Matías cruzó la puerta y me dejó a solas en el cuarto de baño. Yo no me sentía capaz de mirar el cuerpo de Rogelio, allí semihundido, con el rostro abotargado y los tajos en los antebrazos desde la muñeca hasta la cara interior del codo, de modo que di media vuelta y me agarré con fuerza al borde del lavabo.
Inspiré y exhalé el aire varias veces para recuperar la calma, repitiéndome para mis adentros que tenía que serenarme, sin demasiado éxito.

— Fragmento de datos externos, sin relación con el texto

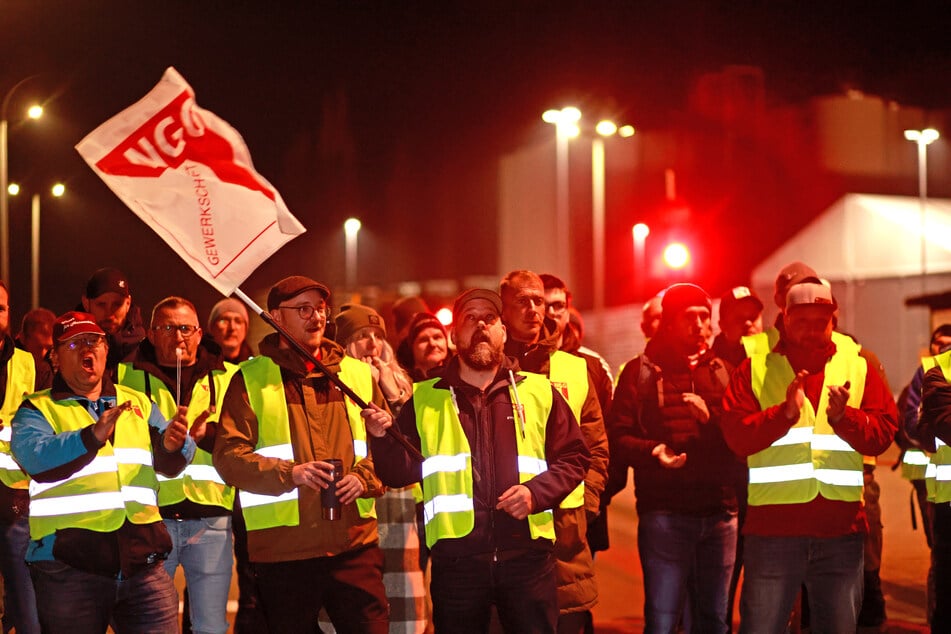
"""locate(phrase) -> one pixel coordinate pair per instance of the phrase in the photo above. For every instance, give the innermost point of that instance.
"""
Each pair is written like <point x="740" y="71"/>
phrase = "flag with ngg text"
<point x="188" y="175"/>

Matías podía haber dicho que Rogelio Villanueva llevaba treinta años buscándoselo, pero yo no podía dejar de pensar que aquél era el tipo de razonamiento que suena muy bien a la luz del día, pero que carece de toda lógica cuando cae la noche y te metes en la cama, cuando el sueño tarda en llegar y el muro de la razón se desmorona ladrillo a ladrillo. Cuando ese momento llega, ideas como justicia o destino son absurdas e incluso arrebujado e inmóvil bajo las mantas resulta terriblemente fácil perderse en una habitación oscura.
Alcé la mirada y me contemplé en el espejo unos segundos. Apreté la mandíbula, pensé en mi hija, en sus lágrimas cuando nos despedimos en el aeropuerto, y recobré el valor. No podía permitir que cuando Carolina regresara viera a su padre destrozado por la visión de un cadáver en una bañera.
Así que solté los dedos del lavabo, me giré y me enfrenté a mis temores.